Jean-Claude Casanova : On s’appuyait sur la filiale de diffusion de l’ancien groupe de la Cité, qui s’est nommé Inter forum puis Editis, le pseudo latin règne dans cette corporation. Et son travail ne nous satisfaisait pas. Nous étions trop menu pour lui, et lui trop gros pour nous.


nonfiction.fr : C’est Esprit je crois, qui vous a suggéré de changer ?

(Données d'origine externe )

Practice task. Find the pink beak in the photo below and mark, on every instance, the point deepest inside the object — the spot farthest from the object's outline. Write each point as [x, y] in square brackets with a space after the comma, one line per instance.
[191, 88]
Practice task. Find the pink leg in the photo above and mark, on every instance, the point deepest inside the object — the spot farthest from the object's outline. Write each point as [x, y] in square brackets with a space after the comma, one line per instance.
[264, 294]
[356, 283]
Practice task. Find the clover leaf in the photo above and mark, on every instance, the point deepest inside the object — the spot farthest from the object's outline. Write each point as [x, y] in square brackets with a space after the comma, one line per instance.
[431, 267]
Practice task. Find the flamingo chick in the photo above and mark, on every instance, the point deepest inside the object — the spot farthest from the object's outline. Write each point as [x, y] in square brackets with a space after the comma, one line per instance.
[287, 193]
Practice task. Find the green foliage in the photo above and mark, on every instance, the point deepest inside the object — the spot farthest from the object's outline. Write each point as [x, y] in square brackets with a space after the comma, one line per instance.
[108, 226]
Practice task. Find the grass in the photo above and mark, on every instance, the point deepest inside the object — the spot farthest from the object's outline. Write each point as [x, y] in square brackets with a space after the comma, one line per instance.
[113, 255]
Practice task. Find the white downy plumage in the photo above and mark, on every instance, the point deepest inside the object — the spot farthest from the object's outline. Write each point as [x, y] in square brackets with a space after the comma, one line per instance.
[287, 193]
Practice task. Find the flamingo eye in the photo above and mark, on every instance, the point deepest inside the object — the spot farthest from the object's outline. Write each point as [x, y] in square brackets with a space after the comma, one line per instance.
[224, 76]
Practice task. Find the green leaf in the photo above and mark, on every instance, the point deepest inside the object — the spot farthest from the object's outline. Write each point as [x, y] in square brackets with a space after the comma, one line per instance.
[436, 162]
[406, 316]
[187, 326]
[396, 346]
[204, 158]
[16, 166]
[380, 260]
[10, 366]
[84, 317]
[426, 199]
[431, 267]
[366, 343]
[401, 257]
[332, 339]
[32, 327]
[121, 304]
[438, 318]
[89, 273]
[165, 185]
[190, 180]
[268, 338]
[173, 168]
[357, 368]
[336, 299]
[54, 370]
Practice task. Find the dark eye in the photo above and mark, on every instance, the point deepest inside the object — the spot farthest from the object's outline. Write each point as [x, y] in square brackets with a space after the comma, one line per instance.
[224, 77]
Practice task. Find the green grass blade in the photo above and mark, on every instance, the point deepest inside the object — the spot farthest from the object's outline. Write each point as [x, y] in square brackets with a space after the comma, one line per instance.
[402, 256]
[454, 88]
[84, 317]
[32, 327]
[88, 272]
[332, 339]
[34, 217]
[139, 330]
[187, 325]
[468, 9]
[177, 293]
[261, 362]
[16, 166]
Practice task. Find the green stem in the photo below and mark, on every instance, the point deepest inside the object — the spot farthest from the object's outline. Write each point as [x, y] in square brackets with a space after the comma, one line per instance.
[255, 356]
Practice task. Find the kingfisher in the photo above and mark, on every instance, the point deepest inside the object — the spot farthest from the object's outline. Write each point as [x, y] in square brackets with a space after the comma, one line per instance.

Jean-Claude Casanova : Oui c’est Esprit. Olivier Mongin est un vieux copain. Nous sommes ensemble au conseil du syndicat de la presse spécialisée, le syndicat des revues. Nous parlions de ces problèmes, et il m’a expliqué ce qu’il faisait. Il a connu la même difficulté que nous avec le Seuil. Il trouvait qu’il était mal diffusé et, en y réfléchissant avec lui, il m’a tout à fait convaincu que c’était la bonne solution. De façon extrêmement sympathique et généreuse, parce qu’après tout, il aurait pu se considérer comme un concurrent, il m’a dit "je te montrerai comment nous faisons" et donc avec la secrétaire générale de Commentaire nous sommes allées voir Esprit et nous avons imité Esprit. Désormais nous traitons les libraires comme nos abonnés, nous sommes en relation directe avec eux. Nous avons recruté une troisième collaboratrice. Nous diffusons exactement le nombre d’exemplaires réclamés par les libraires. Nous réassortissons à leur demande. Nous les connaissons et ils nous connaissent. Moins de stocks, moins d’invendus, moins de retours. Vous savez, ces grandes sociétés de diffusion sont très performantes pour vendre des romans policiers et des best-sellers, mais pas pour nous. En librairie nous dépassons rarement 1 000 exemplaires, pour des numéros ordinaires. Pour vendre 1 000 exemplaires, il ne faut être que dans les bonnes librairies, je veux dire celles que fréquentent ceux qui sont susceptibles de nous lire. Nous en publions la liste dans chaque numéro. Nous les connaissons désormais. Maintenant je peux dire, voilà, Gallimard vend tant d’exemplaires, la Hune tant, Le Furet du Nord tant, et ainsi de suite. Pour nous c’est très important, parce que nous savons immédiatement si un numéro marche ou non. Nous sommes très satisfaits de cette décision.